ImageDataGenerator.flow_from_dataframe() with class_mode='binary' can be affected by classname unexpectedly
ecoopnet opened this issue · 2 comments
ecoopnet commented
In binary class mode,
the class values of ImageDataGenerator.flow_from_dataframe() are affected by class name because class names are sorted automatically unexpectedly.
Sorting is OK in categorical because order is not important.
But it is not OK in binary. because DataFrameIterator requires 2 classes for binary class mode.
And it generates single values depends on index of classes.
I could not determine it is bug or not, but I think sorting seems unnecessary on binary mode.
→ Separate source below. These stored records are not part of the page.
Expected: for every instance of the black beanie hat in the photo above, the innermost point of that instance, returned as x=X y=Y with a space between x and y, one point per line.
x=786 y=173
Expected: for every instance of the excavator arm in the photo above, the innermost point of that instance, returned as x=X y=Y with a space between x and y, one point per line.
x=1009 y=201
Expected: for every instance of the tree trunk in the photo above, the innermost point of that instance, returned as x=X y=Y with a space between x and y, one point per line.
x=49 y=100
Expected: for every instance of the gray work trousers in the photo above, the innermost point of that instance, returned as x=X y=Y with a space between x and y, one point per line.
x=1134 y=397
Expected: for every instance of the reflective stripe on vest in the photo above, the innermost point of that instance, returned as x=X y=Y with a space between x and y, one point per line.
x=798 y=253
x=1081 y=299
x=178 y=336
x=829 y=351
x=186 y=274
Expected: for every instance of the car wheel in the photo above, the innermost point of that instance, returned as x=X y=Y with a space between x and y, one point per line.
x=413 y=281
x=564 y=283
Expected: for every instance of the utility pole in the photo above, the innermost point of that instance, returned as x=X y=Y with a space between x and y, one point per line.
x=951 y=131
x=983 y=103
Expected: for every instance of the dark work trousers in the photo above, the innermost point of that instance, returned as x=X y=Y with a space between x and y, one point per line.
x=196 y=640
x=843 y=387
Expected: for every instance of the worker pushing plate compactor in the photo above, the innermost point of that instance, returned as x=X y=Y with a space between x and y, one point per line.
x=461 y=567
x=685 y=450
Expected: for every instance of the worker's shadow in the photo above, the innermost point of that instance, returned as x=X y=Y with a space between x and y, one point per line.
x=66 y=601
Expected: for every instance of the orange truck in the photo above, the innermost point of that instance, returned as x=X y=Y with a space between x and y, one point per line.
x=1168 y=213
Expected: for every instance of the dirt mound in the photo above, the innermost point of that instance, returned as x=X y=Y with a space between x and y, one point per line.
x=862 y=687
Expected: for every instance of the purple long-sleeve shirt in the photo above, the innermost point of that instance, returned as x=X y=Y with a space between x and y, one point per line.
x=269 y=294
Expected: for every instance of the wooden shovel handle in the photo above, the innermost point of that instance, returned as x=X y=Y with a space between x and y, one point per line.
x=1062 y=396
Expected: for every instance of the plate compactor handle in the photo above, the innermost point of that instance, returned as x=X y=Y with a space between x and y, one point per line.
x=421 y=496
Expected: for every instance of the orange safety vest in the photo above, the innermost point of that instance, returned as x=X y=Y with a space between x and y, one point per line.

I expected classes are not sorted when I passed classes to argument.
Actual
generator = ImageDataGenerator(...)
flow = generator.flow_from_dataframe(class_mode='binary', classes=['normal', 'abnormal'])
print(flow.class_indices)
# it prints: {'abnormal': 0, 'normal': 1}
Expected
generator = ImageDataGenerator(...)
flow = generator.flow_from_dataframe(class_mode='binary', classes=['normal', 'abnormal'])
print(flow.class_indices)
# it prints: {'normal': 0, 'abnormal': 1} or {'abnormal': 1, 'normal': 0}
ecoopnet commented
My workaround:
Append indexed prefix to class name to control the order of class.
# The first name is always 0, second is 1, whatever these name are.
classes=['normal', 'abnormal']
# add prefix to classes.
# also you need to add same prefix to y_cal's values of dataframe.
indexed_classes = list ( map(lambda x: "{:0>3}_{}".format(x[0], x[1]), enumerate(classes)) )
flow = generator.flow_from_dataframe(class_mode='binary', classes=indexed_classes)
print(flow.class_indices)
# it prints: {'000_normal': 0, '001_abnormal': 1}
Dref360 commented
I think this is a bug, PRs are welcome.